Screenshot of trading history
Backtest


Rationale

The reasons for moving away from traditional ML to generate signals are as follow:

  • The market is non-stationary. The current goodness of fit of the model does not indicate future trend. Data/Concept drifts occur way too often for the signals generated from traditional ML to be meaningful.Deciding when and how often to retrain machine learning models can be complex. Frequent retraining might be necessary to keep up with the rapid changes in financial markets, but it can be resource-intensive and disruptive. Moreover, determining the optimal time to retrain requires robust monitoring systems and can still be subject to errors if the market changes unexpectedly or abruptly
  • In higher frequency trading environment. There are way more noise than actual signals. The likelihood of overfitting on noise is extremely high.
  • The effectiveness of indicators that provide explanatory power for feature extraction can fluctuate and may not remain consistent over time.
  • Metrics for traditional ML may not translate to profitable trading strategy.
  • Reinforcement learning and other more sophisticated techniques that can adapt to changing environments and consider the sequential nature of decision-making

High Level Workflow Diagram

classDiagram
direction LR
class StreamingPipeline {
    +process_tick()
    +fetch_candlestick_data()
    +handle_buy_action()
    +handle_sell_action()
    +handle_take_profit()
    +handle_stop_loss()
    +perform_action()
}


class QLearningTrader {
    +chooseAction()
    +calculate_reward()
    +take_action()
    +train()
    +update
}

class FetchHistoricalData {
    +fetch_and_process_data()
}

class TradingBot {
    +get_open_positions()
    +get_current_price()
    +get_buy_in_price()
    +get_take_profit_price()
    +get_stop_loss_price()
    +place_market_order()
    +place_limit_order()
    +place_limit_order_take_profit()
    +place_limit_order_stop_loss()
    +close_all_trades()
}



FetchHistoricalData -->  QLearningTrader: Train and backtest
QLearningTrader --> StreamingPipeline: Interacts with to derive signals real time
TradingBot --> StreamingPipeline : Place orders real time

How Q-Learning works

Q-value Update Formula:

  • Q(s, a) = (1 - alpha) * Q(s, a) + alpha * (r + gamma * max_a' Q(s', a'))

Where:

  • Q(s, a) is the Q-value for the specific state-action pair.
  • alpha is the learning rate, indicating how significantly new information should adjust the existing Q-value.
  • r is the reward received after performing action a in state s.
  • gamma is the discount factor, assessing the importance of future rewards.ß
  • max_a' Q(s', a') represents the highest predicted Q-value for the next state s', across all possible actions a'.

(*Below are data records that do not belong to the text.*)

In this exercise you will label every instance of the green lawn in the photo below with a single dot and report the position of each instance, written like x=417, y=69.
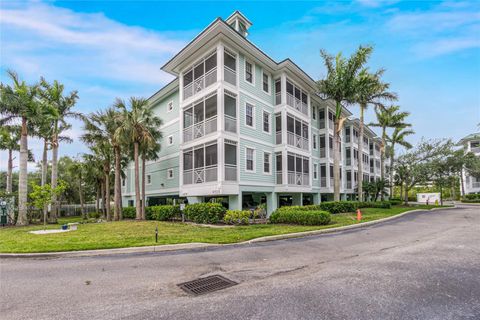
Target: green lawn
x=133, y=233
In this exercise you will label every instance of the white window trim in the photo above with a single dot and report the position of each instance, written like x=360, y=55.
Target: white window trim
x=269, y=121
x=168, y=106
x=269, y=161
x=269, y=80
x=168, y=174
x=245, y=72
x=253, y=115
x=254, y=164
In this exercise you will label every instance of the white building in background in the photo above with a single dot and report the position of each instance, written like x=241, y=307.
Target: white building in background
x=243, y=127
x=471, y=143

  1. Initialization of Q-table: At the start, the Q-table is initialized as a zero matrix. This table has rows representing different possible actions (Buy, Sell, and Hold) and columns representing features of the trading environment. The values in the Q-table represent the agent's estimations of the expected cumulative rewards for taking a specific action in a specific state. The features selected in our case are OHLC, SMA, RSI, MACD, Stochastic Oscillator, Support and Resistance.

  2. Action Selection: The action recommended at each time step is influenced by the exploration-exploitation trade-off. With a certain probability, the agent may decide to explore by generating a random action. Alternatively, it may opt to exploit its existing knowledge by choosing the action associated with the highest Q-value in the current state.

  3. Reward Calculation: The reward is calculated based on the action taken and the closing price at the next time step. This reward reflects the success of the action according to the market's response.

  4. Q-value Update: The Q-value for the action taken in the current state is updated using the reward information and the discounted maximum Q-value of the next state. This is done using the formula shown on top

  5. Iteration: This process is repeated for each time step, continually updating the Q-table and refining the policy until the algorithm converges or a predefined number of episodes are completed.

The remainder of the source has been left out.